Friday, October 9, 2015

Greed and Deceit

One of the largest car manufacturers in the world deliberately deceived its customers and the EPA.  That means that a group of high-level managers, engineers, executive officers, etc., sat down in conference and decided to install a device on millions of cars that "tricked" emission standard tests.
Quoting from a BBC report of October 7, 2015:
It's still unclear who knew what and when, although VW must have had a chain of management command that approved fitting cheating devices to its engines....
"Cheating devices."
Conscious, willful deception at a very high level in world commerce.

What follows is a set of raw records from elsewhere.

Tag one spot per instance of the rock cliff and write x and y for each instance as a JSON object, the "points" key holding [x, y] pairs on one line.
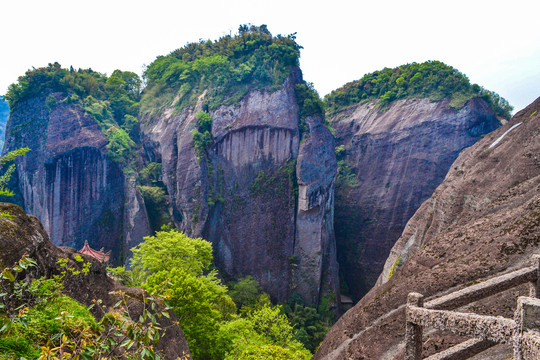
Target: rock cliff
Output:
{"points": [[392, 161], [4, 114], [481, 221], [22, 234], [258, 195], [68, 181]]}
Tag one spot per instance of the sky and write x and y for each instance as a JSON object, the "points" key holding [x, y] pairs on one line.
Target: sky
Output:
{"points": [[495, 43]]}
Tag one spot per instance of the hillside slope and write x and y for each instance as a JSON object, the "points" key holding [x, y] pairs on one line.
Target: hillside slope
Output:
{"points": [[481, 221], [78, 178], [391, 162]]}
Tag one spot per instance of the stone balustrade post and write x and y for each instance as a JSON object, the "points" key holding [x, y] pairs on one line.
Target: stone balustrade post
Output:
{"points": [[535, 286], [527, 318], [413, 332]]}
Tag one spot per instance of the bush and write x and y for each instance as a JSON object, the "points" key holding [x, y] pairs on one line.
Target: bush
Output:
{"points": [[224, 68], [432, 79]]}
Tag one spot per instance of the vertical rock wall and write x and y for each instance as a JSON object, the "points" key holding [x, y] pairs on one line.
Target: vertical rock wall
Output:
{"points": [[315, 249], [243, 196], [397, 158]]}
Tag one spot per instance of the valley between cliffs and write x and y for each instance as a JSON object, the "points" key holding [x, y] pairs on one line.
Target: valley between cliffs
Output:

I taught an ethics class briefly at a community college. I learned that, in past decades, ethics was the premier philosophy course, required of all seniors, esteemed as the crown of legitimate education.
When I was teaching it, it had fallen to the status of one among a number of electives.
Ethics is concerned with distinguishing between good and evil in the world, between right and wrong human actions, and between virtuous and non-virtuous characteristics of people.  Our higher educational system has evolved [or devolved] from all major universities being seminaries, to secular education with strong emphasis on ethics, to the study of ethics as a weak, second-rate, banal discussion of how anyone determines right or wrong--or even if there is such thing as right and wrong. ["OK, give me my degree so I can start making money to pay off my student loans."] 


It concerns me that we might become desensitized to deceit and greed. I hope it doesn't become the status quo.